Das Angebot an Haltern und weiterem Zubehör wird laut André Meissner von Intercycle ausgebaut. Ein vielseitiges Befestigungs-Equipment ist laut Arzu Aktas von BHS Binkert für die meisten Kunden unverzichtbar. Zusammengefasst rechnen die Befragten mit kompakteren und leistungsfähigeren Geräten.
Verkaufstipps
Worauf sollten Händler beim Verkauf von Action-Cams achten? Stellvertretend für viele empfiehlt Arzu Aktas eine ausführliche Beratung. Wichtig sei eine Bedarfsabklärung. Jemand, der seine Erlebnisse schnell über Facebook teilen wolle und mehrere Sportarten betreibe, wolle etwa die Action-Cam auch im Grundpreis bereits mit diversen Befestigungen ausgestattet haben, erklärt Jungfleisch. Hier gebe es bereits im Mittelpreissegment gute Geräte mit verschiedenen Befestigungen in der Basisversion. Der Verkäufer sollte laut Aktas zudem auf die Bildqualität und Auflösung der Kamera achten.
David Sieber von Hama verspricht Zusatzverkäufe beim Verkauf von Action-Cams; das Zubehör sollte dafür aber auch an Lager sein. Zudem sei geschultes Personal wichtig, um die Unterschiede der Modelle erklären zu können. Laut Romain Walt von Garmin sollten die Verkäufer zumindest die Kamera einmal selbst ausprobiert haben, um die Kunden beraten zu können. Laut Chris Jungfleisch von Maptaq sollte der Verkäufer etwa die Bedienbarkeit über Smartphone- oder Tablet-Apps zeigen.
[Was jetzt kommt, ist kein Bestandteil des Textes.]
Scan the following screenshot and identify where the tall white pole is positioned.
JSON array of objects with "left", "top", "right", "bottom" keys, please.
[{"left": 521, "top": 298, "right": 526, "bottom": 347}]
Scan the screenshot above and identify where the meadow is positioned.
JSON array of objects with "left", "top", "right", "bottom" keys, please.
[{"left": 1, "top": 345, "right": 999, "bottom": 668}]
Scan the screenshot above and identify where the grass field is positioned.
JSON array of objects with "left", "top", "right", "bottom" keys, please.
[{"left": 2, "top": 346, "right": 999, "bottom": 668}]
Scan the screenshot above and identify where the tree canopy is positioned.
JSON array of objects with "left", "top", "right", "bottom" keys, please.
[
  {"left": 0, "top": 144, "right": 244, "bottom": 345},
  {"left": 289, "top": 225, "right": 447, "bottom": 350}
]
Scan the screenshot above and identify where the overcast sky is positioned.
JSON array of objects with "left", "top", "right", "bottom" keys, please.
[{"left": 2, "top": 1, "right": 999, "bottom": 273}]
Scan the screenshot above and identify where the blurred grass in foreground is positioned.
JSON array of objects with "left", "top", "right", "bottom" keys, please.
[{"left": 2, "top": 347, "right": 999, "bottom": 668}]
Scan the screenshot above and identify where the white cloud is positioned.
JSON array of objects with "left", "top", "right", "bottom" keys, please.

Auch sei der Service sehr wichtig.
André Meissner von Intercycle erwähnt, dass Verkäufer, die ein Gopro-POP-Display im Laden ausgestellt hätten, viel bessere Verkaufszahlen auswiesen als solche ohne entsprechendes Display. Meissner empfiehlt zudem, nicht zu technisch zu beraten, sondern bei den Grundlagen zu bleiben. Dafür solle der Verkäufer den Kunden auf emotionaler Ebene begeistern und Dinge wie Gratis-Apps, Editier-Programme oder die Verbindung zu Social Media erwähnen. Auch ein Verweis auf Speicherkarten und zusätzliches Zubehör dürfe nicht fehlen. Zum Schluss bemerkt Meissner, die Kamera solle zu einem konkurrenzfähigen Preis angeboten werden, jedoch ohne die Preise zu unterbieten. Schliesslich habe gute Beratung ihren Preis.